In the current study, the dairy cows were classified into different resistotypes which were associated with individualized phenotype of milk protein yield (study 2) rather than DMI (study 1, Supplementary Fig. 6). A human study also reported the clustering of subjects from a cohort of 663 people into 6 resistotypes, and these resistotypes were connected to enterotypes [48]. However, the causal effects behind such classification still need to be further explored. Due to the fact that different parity in our study could affect lactation performance and also chances to receive therapeutic treatment, the impact factor of parity should be considered in future study validating the association between resistotypes and milking traits. Also, although the power calculation revealed that our sample size in study 2 enables 87.5% power, the sample size of 16 is still relatively limited, indicating that future study should include a larger number of animals. Moreover, many factors affect the rumen microbiome, including diet [52], genetics [43], age [53], and lactation stage [15], indicating that the ruminal resistome could also be affected by these factors. The ruminal resistome composition and the resistotypes identified in the current study provide information about the ruminal resistome of mid-lactating Holstein dairy cows that were fed a corn-based high-grain diet. Future studies that examine the effects of other impact factors on ruminal resistome are required to identify whether ruminal resistotypes differ between breed types, lactation stage, or diet.
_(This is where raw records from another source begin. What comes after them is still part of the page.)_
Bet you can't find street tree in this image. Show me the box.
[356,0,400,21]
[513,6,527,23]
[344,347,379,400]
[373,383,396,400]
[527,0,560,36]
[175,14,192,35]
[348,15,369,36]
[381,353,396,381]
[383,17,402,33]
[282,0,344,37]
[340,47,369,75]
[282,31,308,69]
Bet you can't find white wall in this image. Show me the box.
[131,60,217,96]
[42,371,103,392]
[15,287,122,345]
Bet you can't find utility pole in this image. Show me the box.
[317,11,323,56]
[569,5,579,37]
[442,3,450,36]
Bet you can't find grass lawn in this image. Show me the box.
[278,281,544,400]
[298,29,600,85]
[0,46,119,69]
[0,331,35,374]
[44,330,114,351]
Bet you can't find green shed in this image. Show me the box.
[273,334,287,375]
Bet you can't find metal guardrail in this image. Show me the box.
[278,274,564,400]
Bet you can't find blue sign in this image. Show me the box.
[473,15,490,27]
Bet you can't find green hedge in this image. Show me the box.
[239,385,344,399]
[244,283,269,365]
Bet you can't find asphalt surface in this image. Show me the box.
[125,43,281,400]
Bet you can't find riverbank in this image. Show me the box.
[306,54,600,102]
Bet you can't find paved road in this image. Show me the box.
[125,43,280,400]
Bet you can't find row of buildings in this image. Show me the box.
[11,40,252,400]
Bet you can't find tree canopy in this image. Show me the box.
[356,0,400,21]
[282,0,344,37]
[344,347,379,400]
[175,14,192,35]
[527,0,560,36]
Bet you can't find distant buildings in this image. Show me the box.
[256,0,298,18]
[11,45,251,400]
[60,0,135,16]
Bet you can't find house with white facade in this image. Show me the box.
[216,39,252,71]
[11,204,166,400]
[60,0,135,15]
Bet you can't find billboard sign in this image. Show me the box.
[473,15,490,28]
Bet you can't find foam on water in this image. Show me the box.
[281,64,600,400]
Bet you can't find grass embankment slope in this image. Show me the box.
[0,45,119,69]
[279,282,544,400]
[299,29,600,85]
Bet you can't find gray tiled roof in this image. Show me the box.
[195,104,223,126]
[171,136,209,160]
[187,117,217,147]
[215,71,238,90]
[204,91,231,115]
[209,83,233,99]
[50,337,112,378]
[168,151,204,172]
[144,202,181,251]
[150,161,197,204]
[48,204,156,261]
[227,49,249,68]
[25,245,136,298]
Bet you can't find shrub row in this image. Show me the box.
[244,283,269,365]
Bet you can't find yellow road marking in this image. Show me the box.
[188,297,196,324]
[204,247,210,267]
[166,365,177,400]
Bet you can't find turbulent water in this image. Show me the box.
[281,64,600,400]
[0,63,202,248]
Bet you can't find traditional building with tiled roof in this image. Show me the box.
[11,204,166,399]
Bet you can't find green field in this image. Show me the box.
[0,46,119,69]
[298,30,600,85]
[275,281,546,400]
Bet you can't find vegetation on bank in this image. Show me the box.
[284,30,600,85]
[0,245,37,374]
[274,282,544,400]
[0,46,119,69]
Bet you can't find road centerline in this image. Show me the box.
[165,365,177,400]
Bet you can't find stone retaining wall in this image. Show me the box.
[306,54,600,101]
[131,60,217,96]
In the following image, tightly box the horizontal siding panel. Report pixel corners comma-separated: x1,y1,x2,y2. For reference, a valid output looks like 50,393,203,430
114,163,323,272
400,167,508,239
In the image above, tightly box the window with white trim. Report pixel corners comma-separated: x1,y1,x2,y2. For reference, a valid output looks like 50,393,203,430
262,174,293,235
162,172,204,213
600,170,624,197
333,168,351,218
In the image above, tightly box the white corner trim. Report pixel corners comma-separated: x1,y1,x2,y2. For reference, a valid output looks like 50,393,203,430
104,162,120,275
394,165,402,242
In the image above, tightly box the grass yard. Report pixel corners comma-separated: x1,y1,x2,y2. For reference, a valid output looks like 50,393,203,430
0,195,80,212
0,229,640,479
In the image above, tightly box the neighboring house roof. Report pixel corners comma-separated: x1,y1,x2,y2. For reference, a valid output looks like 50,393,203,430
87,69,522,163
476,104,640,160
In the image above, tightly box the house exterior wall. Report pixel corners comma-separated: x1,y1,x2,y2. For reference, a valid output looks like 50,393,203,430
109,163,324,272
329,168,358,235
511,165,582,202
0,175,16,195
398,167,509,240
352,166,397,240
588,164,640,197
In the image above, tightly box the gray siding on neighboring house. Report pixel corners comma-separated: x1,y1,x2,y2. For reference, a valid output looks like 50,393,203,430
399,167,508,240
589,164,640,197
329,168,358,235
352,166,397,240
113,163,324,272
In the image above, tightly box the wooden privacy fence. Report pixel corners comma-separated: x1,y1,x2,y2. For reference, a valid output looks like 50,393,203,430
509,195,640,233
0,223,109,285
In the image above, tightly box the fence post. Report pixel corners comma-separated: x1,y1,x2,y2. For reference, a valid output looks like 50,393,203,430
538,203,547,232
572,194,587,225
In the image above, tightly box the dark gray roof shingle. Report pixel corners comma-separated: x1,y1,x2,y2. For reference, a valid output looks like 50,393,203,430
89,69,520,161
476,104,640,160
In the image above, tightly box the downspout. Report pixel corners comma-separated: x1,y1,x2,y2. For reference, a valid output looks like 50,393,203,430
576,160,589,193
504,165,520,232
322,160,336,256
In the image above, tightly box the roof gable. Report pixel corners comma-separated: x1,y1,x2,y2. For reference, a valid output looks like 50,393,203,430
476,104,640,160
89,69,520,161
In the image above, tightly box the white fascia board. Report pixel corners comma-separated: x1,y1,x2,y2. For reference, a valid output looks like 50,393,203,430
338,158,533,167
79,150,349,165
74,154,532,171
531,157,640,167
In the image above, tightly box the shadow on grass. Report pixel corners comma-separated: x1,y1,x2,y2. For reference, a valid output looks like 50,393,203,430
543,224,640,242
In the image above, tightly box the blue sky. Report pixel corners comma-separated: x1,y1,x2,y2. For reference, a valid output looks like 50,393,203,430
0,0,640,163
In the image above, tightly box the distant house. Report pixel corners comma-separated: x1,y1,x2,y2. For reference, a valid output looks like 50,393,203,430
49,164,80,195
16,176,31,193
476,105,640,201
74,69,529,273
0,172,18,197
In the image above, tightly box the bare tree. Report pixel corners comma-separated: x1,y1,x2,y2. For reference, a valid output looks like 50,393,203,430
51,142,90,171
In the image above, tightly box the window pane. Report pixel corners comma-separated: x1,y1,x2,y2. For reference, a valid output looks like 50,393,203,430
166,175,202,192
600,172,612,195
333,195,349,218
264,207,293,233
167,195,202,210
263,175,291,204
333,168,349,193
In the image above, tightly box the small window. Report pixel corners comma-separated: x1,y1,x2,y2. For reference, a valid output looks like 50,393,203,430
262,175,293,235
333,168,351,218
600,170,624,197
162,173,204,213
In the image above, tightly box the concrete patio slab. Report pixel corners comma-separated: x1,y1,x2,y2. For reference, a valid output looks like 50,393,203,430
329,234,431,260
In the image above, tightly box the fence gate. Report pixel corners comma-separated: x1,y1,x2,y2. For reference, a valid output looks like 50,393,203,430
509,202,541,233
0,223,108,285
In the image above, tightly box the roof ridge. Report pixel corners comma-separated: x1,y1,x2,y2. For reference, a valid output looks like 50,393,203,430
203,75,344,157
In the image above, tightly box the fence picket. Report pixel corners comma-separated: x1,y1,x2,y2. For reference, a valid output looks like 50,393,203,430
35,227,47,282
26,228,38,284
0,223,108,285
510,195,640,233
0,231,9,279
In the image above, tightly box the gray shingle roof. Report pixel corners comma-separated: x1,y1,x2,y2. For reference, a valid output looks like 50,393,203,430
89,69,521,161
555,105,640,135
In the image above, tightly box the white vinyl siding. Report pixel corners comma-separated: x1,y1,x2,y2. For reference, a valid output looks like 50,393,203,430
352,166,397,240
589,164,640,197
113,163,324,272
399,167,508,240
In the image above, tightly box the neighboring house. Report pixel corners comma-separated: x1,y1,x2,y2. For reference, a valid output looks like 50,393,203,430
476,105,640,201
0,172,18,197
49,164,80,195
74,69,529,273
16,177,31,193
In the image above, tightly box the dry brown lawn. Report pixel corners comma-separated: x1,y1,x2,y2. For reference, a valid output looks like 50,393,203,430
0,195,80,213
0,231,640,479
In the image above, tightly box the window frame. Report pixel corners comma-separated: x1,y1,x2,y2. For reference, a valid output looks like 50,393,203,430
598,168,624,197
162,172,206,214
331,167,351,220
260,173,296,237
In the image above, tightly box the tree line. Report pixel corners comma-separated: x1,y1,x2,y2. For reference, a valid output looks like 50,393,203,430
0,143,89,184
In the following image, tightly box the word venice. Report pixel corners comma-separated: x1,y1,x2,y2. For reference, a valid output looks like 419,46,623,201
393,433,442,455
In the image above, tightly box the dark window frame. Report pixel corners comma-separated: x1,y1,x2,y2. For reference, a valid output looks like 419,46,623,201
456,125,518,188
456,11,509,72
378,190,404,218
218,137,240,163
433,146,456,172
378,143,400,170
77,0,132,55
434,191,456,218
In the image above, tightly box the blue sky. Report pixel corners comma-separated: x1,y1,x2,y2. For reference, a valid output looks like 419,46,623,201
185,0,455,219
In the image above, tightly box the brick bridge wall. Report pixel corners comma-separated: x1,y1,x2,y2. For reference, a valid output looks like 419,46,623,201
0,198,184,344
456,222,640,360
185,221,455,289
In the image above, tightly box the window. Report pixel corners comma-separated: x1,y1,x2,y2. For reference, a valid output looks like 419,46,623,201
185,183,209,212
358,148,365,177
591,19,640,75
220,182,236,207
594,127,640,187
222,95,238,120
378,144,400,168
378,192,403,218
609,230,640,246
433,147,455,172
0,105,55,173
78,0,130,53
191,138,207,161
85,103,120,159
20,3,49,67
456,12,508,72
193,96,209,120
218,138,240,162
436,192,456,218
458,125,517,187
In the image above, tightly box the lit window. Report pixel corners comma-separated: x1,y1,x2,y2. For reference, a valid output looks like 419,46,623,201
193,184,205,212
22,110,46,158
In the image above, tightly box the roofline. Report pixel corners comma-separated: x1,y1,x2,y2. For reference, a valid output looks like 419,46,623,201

Majority of previous studies investigating the ARGs in rumen and hindgut have focused on the impact of antimicrobial (therapeutic or subtherapeutic) administration rather than focusing on the ARGs in antimicrobial-free animals. In our study, although the animals were free of antimicrobials during the experimental period and received no therapeutic or prophylactic antimicrobial treatment since the first day of lactation, this does not mean that animals in our study were not exposed to antimicrobials since birth. Additionally, the detection of ARGs at the DNA level detected in our study may not accurately reveal AMR phenotypes, since DNA can be released from dead microbes, and resistance can occur via overexpression of normal genes [7]. These suggest that transcriptional measurements focusing on absolutely antimicrobial-free animals are required for further comprehensive detection and validation.

Conclusions

The current study provides insights into ARGs in the rumen of lactating dairy cows. Although no antimicrobials were given to the cattle during the experimental period in our study, the ruminal resistome conferred resistance to 26 antimicrobial classes, suggesting that the rumen microbiome serves as a reservoir for a high richness of AMR. Moreover, the analysis of the host effect on the ruminal resistome reveals that the resistome is not driven by the varied feed intake of the host, while the ruminal resistome compositions were different in cows with different milk protein yield. The resistomes could be classified into several resistotypes, which were driven by specific ARGs and associated with milk protein yield in dairy cows. These results indicate that the changes in the rumen microbiome composition could not only affect milking protein yield but also affect the ruminal resistome. In sum, our study uncovered the prevalence of ruminal ARGs in the rumen and the host-ruminal resistome interactions of dairy cows, providing fundamental knowledge and evidence for interventions to reduce AMR and regulate ARGs in ruminant livestock.

Methods

Animals, samples, and DNA extraction

The experimental protocol was approved by the Animal Care Committee of Zhejiang University (Hangzhou, China). All the animals used in two studies were free of antimicrobials during the experimental period and received no therapeutic or prophylactic antimicrobial treatment since the first day of lactation. The animals within each study were fed the same diet and under the same management condition. These two studies were previously designed and revealed that the host effect of feed intake is a crucial impact factor influencing rumen microbial metabolism (protein synthesis) and subsequently milk protein synthesis (study 1) [54], with individualized rumen microbiome playing important roles in regulating milk protein yield of dairy cow (study 2) [16, 46]. Power calculations revealed that sample sizes in these two studies enable 87.5% power and a type 1 error of 5%, based on t test of phenotypic parameters [46, 54].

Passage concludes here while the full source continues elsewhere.